The result is above. I know it does not look much like the above, but we do need some artistic licence with these sorts of thing (my artistic licence does have an endorsement, admittedly). The Wikipaedia article on the siege (in French) suggested that the town was undermanned, around 1500 defenders against 10000 Spanish.
A good number of moves in, the situation was like this:
Don Pedro’s army is on the table and the gap in the line of march was caused by the collapse of the siege gun carriage, as noted in the introduction. To the right you can see the repaired damage to the wall of Corbie. This was all controlled by my card-driven siege rules, even though the formal siege had not opened. This threw up events, such as mining operations, which were discarded, and also events which had to be incorporated in the narrative, such as the loss of the gun, the loss of an engineer and the collapse of the walls. It all adds to the fun.
A few moves later and the French redoubt on the left blew up, through, presumably, a carelessly handled magazine, and then the forward-facing gun on the bastion was disabled. The whole idea of letting these cards stand was that the French were not expecting the invasion and the defences of Corbie would have been somewhat neglected.
At this point the French morale collapsed. Damage to the forward defences and the loss of two-thirds of their firepower was never going to encourage the heavily outnumbered defenders anyway, and this was compounded by some bad dice rolling. So far, so historical.
Siege wargames, like naval wargames, are a bit of a wargame primadonna. We all know they happened but mostly we do not play them, given, presumably, that they are boring. As recent rule sets of World War One have perhaps suggested, in fact what we need are decent, fast playing rules and a suitable level of abstract thinking as to what is going on on the table. Gun carriages did collapse, as did town walls with no good reason (except neglect). I am not saying that my rules are any good, but they are fast play and entertaining, and the action kept me occupied for a couple of mornings.
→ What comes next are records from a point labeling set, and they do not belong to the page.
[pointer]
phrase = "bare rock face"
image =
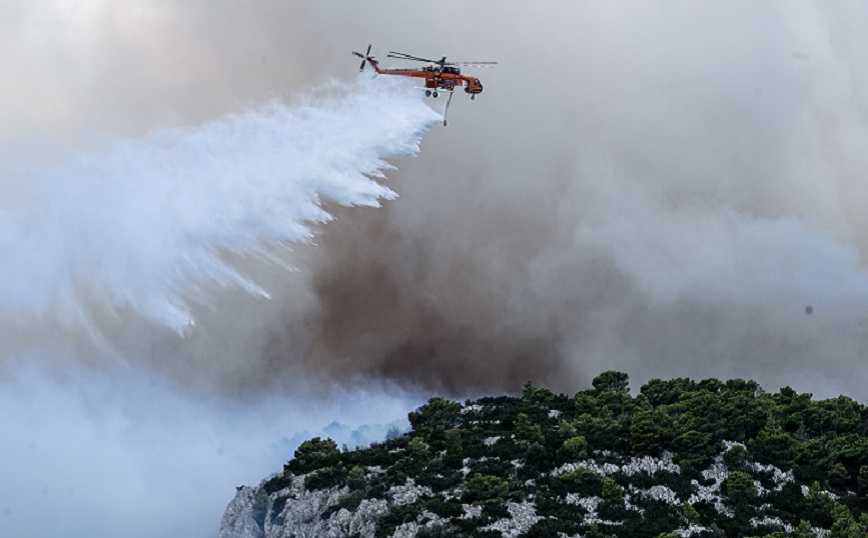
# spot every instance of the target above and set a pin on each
(239, 520)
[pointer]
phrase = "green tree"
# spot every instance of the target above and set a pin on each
(314, 454)
(482, 489)
(740, 488)
(611, 381)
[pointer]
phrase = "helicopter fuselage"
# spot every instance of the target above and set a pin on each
(446, 79)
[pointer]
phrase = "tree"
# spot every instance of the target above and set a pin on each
(482, 489)
(611, 381)
(740, 488)
(314, 454)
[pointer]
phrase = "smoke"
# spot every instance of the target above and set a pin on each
(665, 189)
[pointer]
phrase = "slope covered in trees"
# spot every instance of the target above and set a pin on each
(680, 458)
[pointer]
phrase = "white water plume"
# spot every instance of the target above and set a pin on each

The troops are mainly Irregular except the Spanish cavalry and the red-coated Spanish infantry at the rear of Don Pedro’s column. These are Baccus, and the infantry are newly painted. This was their first sojourn onto the table. The defensive guns are by Langton, as are the crews, and the buildings are an eclectic mix of Irregular, Baccus and Leven. The walls too are a mix of Baccus and Irregular.
‘Another victory, sire.’
‘Yes. Now we will just have annoyed the French king a bit more than we had before.’
‘Maybe he will just see sense and re-open the road to Italy.’
‘I may be an optimist, captain, but I do live in the real world.’